Kedua, kesesuaian dengan tuntunan syariat. Amalan yang kita lakukan haruslah sesuai dengan ajaran Islam yang bersumber dari Al-Qur’an dan Sunnah Rasulullah SAW. Kita tidak bisa berkreasi sendiri dalam urusan ibadah. Amalan yang berlandaskan hawa nafsu atau inovasi yang tidak memiliki dasar syar’i, meskipun terlihat baik di mata manusia, belum tentu diterima oleh Allah. Oleh karena itu, sebelum melakukan suatu amalan, penting untuk membekali diri dengan ilmu agama. Mempelajari fiqih ibadah, membaca tafsir Al-Qur’an, dan mendalami hadits-hadits Nabi adalah langkah krusial untuk memastikan amalan kita berada dalam koridor yang benar. Dengan demikian, kita bisa menghindari bid’ah dan khurafat yang justru bisa membatalkan amal.

Ketiga, kualitas amalan. Bukan hanya kuantitas, tetapi kualitas amalan juga sangat menentukan. Melakukan amalan dengan terburu-buru, tanpa kekhusyukan, atau dengan hati yang lalai, tentu berbeda nilainya dengan amalan yang dikerjakan dengan penuh kesungguhan, kekhusyukan, dan refleksi. Misalnya, shalat. Shalat yang dikerjakan sekadar menggugurkan kewajiban, tanpa menghadirkan hati dan merenungkan setiap bacaan, akan berbeda dengan shalat yang khusyuk, dimana kita merasa sedang berhadapan langsung dengan Allah. Begitu pula dengan sedekah. Sedekah yang diberikan dari harta terbaik, dengan niat yang ikhlas, akan lebih berbobot dibandingkan sedekah seadanya. Allah menyukai hamba-Nya yang beramal dengan sebaik-baiknya.

Keempat, menghindari hal-hal yang merusak amalan. Ada kalanya amalan baik yang telah kita kerjakan bisa rusak atau sia-sia karena hal-hal negatif yang menyertainya. Dosa-dosa lisan seperti ghibah (menggunjing), namimah (adu domba), dan fitnah bisa mengikis pahala amalan kita. Begitu pula dengan kesombongan, riya’ (pamer), ujub (merasa bangga diri), dan hasad (iri hati) dapat menodai kemurnian amalan. Oleh karena itu, menjaga diri dari perbuatan dosa dan merawat hati dari penyakit-penyakitnya adalah sebuah keniscayaan agar amalan mutaqobbalan dapat terjaga. Rasulullah SAW bersabda, “Ada tiga perkara yang merusak amal: jika ia berbuat dosa, ia menyombongkan dirinya, dan ia merasa aman dari tipu daya Allah.” (HR. Ath-Thabrani).

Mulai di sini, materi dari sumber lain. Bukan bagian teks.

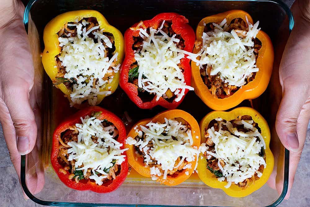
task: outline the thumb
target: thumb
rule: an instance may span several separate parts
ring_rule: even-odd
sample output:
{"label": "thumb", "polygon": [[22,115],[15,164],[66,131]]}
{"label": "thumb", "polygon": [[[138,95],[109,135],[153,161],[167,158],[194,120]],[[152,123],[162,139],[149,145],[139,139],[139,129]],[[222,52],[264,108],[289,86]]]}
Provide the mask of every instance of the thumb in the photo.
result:
{"label": "thumb", "polygon": [[17,150],[21,155],[31,151],[37,138],[37,125],[27,88],[21,84],[8,87],[4,93],[4,101],[15,129]]}

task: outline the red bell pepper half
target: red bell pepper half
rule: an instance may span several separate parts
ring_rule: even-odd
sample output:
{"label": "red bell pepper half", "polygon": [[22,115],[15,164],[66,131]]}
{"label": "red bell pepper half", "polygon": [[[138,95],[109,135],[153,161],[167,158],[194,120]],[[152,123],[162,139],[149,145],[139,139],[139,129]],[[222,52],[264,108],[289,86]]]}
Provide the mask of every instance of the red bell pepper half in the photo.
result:
{"label": "red bell pepper half", "polygon": [[[188,91],[187,89],[185,90],[184,96],[178,102],[175,101],[175,98],[172,101],[169,101],[162,97],[161,97],[158,101],[156,101],[156,97],[150,101],[144,101],[138,96],[137,86],[129,81],[129,74],[131,67],[136,61],[134,57],[134,52],[133,49],[133,45],[135,42],[134,38],[139,36],[139,28],[144,29],[146,27],[147,28],[151,27],[157,29],[161,26],[164,20],[171,22],[171,27],[172,30],[176,34],[179,35],[184,40],[184,50],[191,52],[195,44],[196,38],[195,33],[192,27],[188,24],[188,20],[183,16],[176,13],[159,14],[151,20],[143,21],[143,24],[142,22],[140,22],[135,24],[132,27],[126,30],[124,37],[125,58],[121,71],[120,85],[130,99],[141,109],[150,109],[158,105],[167,109],[175,108],[182,102],[185,95]],[[186,57],[187,56],[185,55],[184,57],[181,60],[180,65],[184,70],[183,74],[185,83],[187,85],[190,86],[191,75],[189,64],[190,60]]]}
{"label": "red bell pepper half", "polygon": [[[125,157],[125,160],[120,165],[120,172],[116,175],[115,179],[109,180],[104,183],[102,185],[96,184],[93,181],[90,179],[82,179],[77,183],[74,179],[69,179],[69,176],[70,174],[68,170],[66,173],[63,171],[63,167],[60,164],[57,159],[60,145],[59,139],[60,138],[61,133],[65,132],[72,126],[76,124],[81,124],[81,117],[84,118],[87,115],[95,113],[96,117],[100,120],[107,119],[114,125],[118,131],[118,137],[117,141],[123,144],[121,149],[124,148],[126,133],[125,127],[123,122],[118,117],[112,112],[99,106],[92,106],[80,110],[61,123],[56,128],[53,137],[52,145],[51,160],[52,165],[60,180],[69,187],[80,191],[90,190],[97,193],[106,193],[113,191],[117,189],[124,182],[128,173],[127,157]],[[126,152],[122,155],[126,155]],[[62,171],[62,172],[61,171]]]}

Kelima, kontinuitas dan istiqamah. Amalan yang sedikit tetapi dikerjakan secara terus-menerus (istiqamah) lebih dicintai Allah daripada amalan yang banyak namun hanya dilakukan sesekali. Ini menunjukkan keteguhan hati dan komitmen kita terhadap kebaikan. Istiqamah dalam beramal, sekecil apapun itu, akan menumbuhkan keberkahan dalam hidup.

Memang, hanya Allah yang Maha Mengetahui sejauh mana penerimaan-Nya terhadap setiap amalan kita. Namun, dengan berusaha semaksimal mungkin untuk memenuhi syarat-syarat di atas, kita telah melakukan ikhtiar terbaik. Doa agar amalan kita diterima adalah bagian tak terpisahkan. Memohon kepada Allah agar setiap perbuatan baik kita dicatat sebagai amalan mutaqobbalan adalah bentuk tawakal dan pengharapan kita.

Mari kita jadikan setiap detik kehidupan ini sebagai ladang untuk menanam amalan mutaqobbalan. Mulai dari ibadah wajib yang kita tunaikan dengan khusyuk, amalan sunnah yang kita biasakan, hingga perbuatan baik kepada sesama yang kita lakukan dengan tulus. Dengan niat yang murni, tuntunan syariat yang jelas, kualitas amalan yang prima, penjagaan diri dari dosa, serta istiqamah dalam beramal, insya Allah, setiap langkah kita akan lebih bermakna dan membawa keberkahan yang berlipat ganda, baik di dunia maupun di akhirat kelak. Jadikanlah pencarian amalan mutaqobbalan sebagai kompas yang mengarahkan setiap tindakan kita, agar hidup kita senantiasa diberkahi oleh Allah SWT.